The essence of any conversation is that it goes both ways. Social media gives us the opportunity to have good, serious political conversations with MPs and candidates, but it doesn’t guarantee that we will.  Frankly, I see failings on both sides of the table.

The politicians are failing by still thinking in terms of push media.  Twitter is seen as one more way to promote today’s sound-bite.  For a cohort of political animals who grew up in the era of message-control, the idea of going off-script to engage in genuine dialog must be terrifying.  I got a phone call just now from the Liberal party asking if they had my support; I told them that I was still on the fence, and took the opportunity to ask them their position on affordable housing – a critical issue here in Barrie.   The caller had no idea how to answer my question apart from directing me to their website.  Even a ‘thank you, I’ll convey your concern to Ann Hogarth‘ would have been valuable.

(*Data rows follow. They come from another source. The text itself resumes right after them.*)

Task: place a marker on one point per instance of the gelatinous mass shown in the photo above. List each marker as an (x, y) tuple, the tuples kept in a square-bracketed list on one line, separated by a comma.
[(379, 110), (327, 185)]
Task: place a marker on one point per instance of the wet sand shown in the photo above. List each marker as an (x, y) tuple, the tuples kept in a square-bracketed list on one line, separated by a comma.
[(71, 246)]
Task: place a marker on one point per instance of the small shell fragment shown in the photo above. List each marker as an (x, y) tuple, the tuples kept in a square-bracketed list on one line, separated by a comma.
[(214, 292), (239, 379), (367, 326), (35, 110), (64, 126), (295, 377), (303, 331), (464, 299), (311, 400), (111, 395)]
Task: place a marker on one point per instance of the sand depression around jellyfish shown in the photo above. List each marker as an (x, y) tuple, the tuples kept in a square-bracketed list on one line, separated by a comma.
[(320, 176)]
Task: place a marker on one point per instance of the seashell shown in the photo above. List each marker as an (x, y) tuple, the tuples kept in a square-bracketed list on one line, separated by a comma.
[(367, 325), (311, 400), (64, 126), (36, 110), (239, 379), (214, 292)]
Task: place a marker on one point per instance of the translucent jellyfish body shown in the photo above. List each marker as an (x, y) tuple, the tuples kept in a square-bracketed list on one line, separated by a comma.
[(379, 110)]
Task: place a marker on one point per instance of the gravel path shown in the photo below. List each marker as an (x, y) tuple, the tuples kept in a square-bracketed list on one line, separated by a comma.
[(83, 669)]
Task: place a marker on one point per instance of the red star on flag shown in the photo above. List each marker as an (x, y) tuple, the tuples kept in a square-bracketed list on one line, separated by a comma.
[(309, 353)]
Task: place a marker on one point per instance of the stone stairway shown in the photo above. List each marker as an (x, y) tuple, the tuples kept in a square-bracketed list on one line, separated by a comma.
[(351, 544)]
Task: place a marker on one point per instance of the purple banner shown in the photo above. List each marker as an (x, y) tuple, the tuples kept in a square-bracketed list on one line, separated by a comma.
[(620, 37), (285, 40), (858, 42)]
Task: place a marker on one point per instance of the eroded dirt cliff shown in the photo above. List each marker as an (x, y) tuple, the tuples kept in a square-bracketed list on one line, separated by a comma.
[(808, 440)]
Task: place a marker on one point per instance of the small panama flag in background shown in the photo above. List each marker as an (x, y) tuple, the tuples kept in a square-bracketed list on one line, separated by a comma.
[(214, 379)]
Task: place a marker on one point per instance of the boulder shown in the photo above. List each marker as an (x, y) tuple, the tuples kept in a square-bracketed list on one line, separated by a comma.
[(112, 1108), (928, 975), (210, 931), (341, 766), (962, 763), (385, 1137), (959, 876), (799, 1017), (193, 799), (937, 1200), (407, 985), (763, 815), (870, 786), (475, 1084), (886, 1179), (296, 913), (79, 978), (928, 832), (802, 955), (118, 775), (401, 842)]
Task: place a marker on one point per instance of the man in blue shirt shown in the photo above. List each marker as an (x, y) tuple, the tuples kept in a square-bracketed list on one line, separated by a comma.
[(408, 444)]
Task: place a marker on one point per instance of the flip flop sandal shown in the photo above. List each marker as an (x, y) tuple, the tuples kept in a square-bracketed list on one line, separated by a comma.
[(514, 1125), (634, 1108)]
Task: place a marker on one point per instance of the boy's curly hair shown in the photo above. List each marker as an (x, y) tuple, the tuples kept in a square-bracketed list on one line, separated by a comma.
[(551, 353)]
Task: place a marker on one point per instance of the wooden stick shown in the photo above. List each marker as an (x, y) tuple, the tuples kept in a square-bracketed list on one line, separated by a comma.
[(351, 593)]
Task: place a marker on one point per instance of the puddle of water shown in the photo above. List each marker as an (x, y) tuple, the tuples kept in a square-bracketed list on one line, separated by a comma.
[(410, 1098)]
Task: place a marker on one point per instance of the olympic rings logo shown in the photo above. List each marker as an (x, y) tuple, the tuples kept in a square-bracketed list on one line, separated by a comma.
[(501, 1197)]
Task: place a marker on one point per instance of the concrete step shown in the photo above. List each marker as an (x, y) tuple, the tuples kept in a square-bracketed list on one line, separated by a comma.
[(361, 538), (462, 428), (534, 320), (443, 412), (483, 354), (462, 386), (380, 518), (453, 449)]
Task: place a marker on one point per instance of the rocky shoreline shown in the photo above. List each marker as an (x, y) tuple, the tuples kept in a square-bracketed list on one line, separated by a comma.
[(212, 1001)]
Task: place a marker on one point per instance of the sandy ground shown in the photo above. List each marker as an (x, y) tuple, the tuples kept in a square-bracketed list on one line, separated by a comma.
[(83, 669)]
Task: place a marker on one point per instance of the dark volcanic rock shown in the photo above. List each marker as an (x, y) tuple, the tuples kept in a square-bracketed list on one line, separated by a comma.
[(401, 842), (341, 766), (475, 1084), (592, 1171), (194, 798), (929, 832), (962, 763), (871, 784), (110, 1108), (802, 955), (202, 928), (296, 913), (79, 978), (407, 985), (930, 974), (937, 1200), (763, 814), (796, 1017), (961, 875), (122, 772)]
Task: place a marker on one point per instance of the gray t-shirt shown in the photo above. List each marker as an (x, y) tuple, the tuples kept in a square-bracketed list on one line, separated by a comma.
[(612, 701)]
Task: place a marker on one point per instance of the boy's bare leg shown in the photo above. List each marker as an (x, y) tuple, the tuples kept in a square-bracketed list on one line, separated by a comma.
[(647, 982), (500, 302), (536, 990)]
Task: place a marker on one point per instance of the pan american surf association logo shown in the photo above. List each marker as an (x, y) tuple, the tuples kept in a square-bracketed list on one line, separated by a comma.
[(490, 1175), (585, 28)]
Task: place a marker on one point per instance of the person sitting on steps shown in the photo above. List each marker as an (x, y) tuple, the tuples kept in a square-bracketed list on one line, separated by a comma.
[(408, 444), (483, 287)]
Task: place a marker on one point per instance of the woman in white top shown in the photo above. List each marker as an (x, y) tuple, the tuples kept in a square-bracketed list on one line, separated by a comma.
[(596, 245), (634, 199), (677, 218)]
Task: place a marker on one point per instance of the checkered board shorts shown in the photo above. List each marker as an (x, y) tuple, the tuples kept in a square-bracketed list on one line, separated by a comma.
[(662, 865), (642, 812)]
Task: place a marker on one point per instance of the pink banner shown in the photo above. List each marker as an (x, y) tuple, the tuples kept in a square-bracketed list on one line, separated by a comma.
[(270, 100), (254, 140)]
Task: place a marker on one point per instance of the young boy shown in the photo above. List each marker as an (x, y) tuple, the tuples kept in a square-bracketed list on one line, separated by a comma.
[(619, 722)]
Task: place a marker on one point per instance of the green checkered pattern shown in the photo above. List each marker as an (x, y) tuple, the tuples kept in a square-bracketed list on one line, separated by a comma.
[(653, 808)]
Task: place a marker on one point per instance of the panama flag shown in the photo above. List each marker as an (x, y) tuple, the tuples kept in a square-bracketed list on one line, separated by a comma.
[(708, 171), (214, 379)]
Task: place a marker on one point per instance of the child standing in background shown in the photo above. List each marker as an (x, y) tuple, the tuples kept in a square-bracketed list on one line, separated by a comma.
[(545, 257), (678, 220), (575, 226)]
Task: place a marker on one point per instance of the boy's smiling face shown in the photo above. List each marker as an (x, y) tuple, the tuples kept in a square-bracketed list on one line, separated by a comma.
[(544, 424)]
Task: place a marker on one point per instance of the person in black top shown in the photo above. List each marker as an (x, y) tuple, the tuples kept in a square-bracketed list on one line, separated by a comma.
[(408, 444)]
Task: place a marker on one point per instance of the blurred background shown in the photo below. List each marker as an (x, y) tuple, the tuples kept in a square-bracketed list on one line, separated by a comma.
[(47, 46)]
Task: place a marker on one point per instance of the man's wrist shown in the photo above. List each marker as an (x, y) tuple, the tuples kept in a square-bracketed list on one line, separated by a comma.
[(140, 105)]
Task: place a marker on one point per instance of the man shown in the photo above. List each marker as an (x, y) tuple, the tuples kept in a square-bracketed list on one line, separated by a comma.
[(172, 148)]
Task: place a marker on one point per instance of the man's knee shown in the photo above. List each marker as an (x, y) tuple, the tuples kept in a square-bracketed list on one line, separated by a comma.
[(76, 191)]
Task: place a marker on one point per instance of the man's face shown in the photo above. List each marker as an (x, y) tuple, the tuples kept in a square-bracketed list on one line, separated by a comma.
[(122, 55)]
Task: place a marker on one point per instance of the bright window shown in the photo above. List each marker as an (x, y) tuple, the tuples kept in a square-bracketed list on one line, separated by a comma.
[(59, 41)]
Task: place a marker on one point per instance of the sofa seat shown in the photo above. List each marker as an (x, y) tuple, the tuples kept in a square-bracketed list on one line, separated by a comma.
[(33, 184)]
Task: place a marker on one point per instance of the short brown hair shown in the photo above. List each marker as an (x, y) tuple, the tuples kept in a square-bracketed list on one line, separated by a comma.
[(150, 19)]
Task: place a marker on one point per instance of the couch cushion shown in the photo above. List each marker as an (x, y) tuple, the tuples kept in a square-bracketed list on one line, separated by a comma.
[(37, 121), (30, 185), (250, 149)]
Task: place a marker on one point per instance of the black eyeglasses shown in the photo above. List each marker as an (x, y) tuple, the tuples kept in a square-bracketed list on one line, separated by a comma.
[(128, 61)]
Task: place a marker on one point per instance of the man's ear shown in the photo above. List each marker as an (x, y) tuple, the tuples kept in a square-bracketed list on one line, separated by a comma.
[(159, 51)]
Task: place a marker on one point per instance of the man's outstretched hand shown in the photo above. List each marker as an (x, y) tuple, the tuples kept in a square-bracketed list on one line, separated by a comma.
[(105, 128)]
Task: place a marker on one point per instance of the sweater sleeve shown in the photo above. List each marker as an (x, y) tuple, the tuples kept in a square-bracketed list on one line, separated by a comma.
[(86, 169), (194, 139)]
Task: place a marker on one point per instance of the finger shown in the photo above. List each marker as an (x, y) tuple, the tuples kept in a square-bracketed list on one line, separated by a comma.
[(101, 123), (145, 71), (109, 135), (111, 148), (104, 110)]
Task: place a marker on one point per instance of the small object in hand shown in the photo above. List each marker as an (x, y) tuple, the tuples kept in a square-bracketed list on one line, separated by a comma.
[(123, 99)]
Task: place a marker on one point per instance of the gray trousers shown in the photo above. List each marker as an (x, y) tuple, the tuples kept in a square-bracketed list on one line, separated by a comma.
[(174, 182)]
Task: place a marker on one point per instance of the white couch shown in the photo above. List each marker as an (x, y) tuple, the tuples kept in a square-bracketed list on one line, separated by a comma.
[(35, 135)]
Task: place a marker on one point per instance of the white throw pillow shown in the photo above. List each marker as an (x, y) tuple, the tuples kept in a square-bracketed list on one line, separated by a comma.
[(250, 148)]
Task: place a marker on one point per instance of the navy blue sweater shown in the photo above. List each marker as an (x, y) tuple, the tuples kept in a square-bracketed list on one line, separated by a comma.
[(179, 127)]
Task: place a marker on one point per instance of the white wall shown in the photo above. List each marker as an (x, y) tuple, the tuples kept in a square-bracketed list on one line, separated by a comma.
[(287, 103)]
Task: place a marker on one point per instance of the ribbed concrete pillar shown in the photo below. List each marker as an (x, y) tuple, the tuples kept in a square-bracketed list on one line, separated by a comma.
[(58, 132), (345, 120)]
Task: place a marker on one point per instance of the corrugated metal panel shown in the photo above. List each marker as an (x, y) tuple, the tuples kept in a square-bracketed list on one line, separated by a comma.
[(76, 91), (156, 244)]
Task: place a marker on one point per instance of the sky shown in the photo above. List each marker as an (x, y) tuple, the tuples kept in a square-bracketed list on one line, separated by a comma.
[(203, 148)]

But there are failing on the other side of the table too.  We, the voter, owe it to the candidates to actually be informed about their jobs.  If we truly believe in representational government, then that means that politicians work for us.  We, the people, are in charge.  And a good boss is acutely aware of what he expects his employees to do, how well equipped they are to do it, what issues they are struggling with and how best to motivate them.  If we only tune in to politics for a couple of weeks before the election, we can’t really complain if the parties treat us as consumers of a product rather than their employers.

Only an informed citizenry can make wise decisions.  We owe it to ourselves and to each other to understand the basic mechanisms of parliamentary government, the provincial budget, and the upcoming issues.   But more than that, we need to decide what we are trying to achieve.  Companies have mission statements.  Google is trying to ‘organise the world’s information.’   Charity:Water exists to bring safe water to people in developing nations.

If we are to thrive as individuals, we need to know what story we are telling.  And if we are to thrive as a group of individuals, as a province, we also should know what story we want to tell, what we want to achieve, and what we want our shared future to look like.